Cosa rischia Credit Suisse?
“La FINMA è dovuta intervenire, ovviamente. Vedremo che cosa scaturirà dagli accertamenti. E non dimentichiamoci che attualmente Credit Suisse è sotto processo al Tribunale penale federale di Bellinzona, poiché accusata di legami con la mafia bulgara. La banca rigetta seccamente le accuse, ma se dovesse essere condannata rischierebbe altri guai seri, anche con la FINMA”. 

Ma quali sono le regole per i conti degli “impresentabili”?
“Le regole sono state cambiate, se non sbaglio nel 2015, con la normativa VIP emanata dalla FINMA, dove si impone di prestare la massima attenzione sulla provenienza dei soldi di persone molto conosciute, come lo sono una parte dei nominativi usciti da “Suisse Secrets”. E qui c’è un’altra cosa che mi stupisce. Tutti sanno, nell’ambito bancario, che è molto più pericoloso aprire un conto a un dittatore che a un mafioso. Perché i mafiosi usano i prestanome, mentre ogni volta che cade un dittatore, il nuovo dittatore viene a chiedere indietro i soldi” 

Ti fidi delle spiegazioni fornite da Credit Suisse?
“La mano sul fuoco per loro non la metto sicuramente. Ma, ripeto, mi sembra tutto molto strano. È troppo mirata questa inchiesta”

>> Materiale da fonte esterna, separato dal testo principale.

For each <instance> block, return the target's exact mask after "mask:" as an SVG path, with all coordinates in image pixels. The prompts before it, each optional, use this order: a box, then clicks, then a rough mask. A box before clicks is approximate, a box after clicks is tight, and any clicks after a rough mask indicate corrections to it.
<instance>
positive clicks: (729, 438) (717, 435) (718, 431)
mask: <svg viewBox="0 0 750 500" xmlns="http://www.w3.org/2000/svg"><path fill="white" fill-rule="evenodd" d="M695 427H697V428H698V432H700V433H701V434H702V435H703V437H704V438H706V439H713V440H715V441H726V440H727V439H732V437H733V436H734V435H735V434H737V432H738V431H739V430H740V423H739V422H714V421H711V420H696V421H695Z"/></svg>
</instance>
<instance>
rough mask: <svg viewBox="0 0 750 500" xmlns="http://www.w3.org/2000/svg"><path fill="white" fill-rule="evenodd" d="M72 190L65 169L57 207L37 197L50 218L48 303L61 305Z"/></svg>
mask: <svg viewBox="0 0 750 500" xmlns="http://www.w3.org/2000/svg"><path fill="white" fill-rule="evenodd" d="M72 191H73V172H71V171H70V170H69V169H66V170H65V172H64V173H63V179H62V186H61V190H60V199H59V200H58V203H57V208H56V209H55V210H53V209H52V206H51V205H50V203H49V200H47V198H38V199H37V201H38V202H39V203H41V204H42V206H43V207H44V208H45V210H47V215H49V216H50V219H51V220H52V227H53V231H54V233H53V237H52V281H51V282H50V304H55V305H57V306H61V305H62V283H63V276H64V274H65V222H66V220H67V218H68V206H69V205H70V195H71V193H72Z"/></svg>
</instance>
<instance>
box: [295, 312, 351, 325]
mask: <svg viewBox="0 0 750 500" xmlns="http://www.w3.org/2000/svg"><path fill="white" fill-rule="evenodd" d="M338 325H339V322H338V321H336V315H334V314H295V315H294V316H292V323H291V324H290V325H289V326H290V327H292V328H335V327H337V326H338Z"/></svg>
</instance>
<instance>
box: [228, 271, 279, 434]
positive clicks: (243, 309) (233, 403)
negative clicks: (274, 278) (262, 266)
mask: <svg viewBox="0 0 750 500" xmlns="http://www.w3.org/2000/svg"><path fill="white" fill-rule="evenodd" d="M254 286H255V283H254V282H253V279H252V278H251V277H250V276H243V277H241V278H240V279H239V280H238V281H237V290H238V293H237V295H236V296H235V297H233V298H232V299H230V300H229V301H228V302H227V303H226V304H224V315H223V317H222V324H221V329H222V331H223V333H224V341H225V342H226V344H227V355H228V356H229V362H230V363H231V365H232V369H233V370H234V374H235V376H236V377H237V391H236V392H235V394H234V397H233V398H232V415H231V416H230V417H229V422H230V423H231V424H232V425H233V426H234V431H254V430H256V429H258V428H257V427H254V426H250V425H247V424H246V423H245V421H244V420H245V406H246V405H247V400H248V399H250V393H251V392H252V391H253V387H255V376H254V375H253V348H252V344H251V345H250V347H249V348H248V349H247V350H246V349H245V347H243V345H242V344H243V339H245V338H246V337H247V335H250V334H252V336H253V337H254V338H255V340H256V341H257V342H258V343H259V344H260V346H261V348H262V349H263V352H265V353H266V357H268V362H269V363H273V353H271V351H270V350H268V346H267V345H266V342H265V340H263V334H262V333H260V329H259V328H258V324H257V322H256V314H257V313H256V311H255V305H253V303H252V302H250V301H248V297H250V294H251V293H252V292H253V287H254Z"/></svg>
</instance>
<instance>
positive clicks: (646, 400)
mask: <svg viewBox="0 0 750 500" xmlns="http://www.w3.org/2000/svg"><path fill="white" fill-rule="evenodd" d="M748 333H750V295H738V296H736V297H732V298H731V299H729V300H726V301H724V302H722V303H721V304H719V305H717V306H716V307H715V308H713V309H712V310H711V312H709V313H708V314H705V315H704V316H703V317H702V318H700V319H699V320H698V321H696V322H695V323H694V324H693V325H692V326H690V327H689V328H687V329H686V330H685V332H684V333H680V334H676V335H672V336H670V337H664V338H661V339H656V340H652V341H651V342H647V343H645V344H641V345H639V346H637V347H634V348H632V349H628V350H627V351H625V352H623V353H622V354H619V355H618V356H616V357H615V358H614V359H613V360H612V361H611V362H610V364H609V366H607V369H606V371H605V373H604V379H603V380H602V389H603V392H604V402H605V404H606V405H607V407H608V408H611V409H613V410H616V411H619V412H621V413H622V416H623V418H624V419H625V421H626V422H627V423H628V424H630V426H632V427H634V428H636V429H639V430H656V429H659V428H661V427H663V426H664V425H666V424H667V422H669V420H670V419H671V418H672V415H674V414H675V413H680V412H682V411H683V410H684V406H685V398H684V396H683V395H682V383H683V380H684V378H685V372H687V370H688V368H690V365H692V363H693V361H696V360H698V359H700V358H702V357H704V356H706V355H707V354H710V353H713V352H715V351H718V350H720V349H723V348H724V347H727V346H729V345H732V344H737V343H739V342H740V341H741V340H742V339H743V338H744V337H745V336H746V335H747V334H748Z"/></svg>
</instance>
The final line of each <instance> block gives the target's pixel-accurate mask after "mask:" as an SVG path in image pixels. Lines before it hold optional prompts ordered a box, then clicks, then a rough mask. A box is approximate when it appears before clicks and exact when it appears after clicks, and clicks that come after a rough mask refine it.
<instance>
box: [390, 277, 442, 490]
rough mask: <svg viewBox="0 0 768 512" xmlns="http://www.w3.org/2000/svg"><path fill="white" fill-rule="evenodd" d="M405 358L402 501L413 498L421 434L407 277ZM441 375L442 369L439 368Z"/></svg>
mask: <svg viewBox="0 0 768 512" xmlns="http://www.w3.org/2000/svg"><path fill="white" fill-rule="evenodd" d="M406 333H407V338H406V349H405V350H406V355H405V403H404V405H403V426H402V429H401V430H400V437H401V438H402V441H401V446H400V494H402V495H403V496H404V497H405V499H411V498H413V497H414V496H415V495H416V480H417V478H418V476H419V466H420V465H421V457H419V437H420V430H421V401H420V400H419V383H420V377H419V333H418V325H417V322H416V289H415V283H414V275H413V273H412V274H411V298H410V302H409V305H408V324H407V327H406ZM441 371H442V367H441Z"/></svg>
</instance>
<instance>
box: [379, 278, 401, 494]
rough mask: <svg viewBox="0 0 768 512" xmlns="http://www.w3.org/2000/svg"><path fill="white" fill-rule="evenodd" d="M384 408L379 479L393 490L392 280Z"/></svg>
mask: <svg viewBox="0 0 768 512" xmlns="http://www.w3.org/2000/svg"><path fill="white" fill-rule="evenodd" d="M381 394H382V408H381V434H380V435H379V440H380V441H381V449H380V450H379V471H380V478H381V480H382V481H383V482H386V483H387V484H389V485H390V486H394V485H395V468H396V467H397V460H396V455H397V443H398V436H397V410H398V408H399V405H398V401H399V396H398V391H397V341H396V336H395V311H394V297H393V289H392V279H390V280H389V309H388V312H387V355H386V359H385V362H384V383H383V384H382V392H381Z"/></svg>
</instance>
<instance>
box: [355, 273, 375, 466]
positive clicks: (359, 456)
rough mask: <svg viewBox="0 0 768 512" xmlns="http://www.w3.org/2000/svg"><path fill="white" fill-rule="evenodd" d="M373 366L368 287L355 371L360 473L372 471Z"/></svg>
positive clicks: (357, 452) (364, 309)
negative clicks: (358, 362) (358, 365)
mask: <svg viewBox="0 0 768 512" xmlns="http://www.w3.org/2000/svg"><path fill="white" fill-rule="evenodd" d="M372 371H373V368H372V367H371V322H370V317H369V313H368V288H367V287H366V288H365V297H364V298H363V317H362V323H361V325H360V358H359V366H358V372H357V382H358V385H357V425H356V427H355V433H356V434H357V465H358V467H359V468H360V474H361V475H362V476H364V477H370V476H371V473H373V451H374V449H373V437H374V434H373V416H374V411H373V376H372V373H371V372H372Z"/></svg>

Infine, da giornalista, ti chiedo un commento sulla legge sulle banche che ha frenato molti dei nostri media dal partecipare alle indagini di “Suisse Secrets”, in quanto i giornalisti svizzeri rischiano sanzioni nel caso scrivano o riportino informazioni basate su dati rubati o trapelati illegalmente. L’area rossoverde ha chiesto di eliminare questa restrizione. Cosa ne pensi?
“Hanno ragione. Questa legge è semplicemente inaccettabile, perché costituisce una grave limitazione alla libertà di stampa”.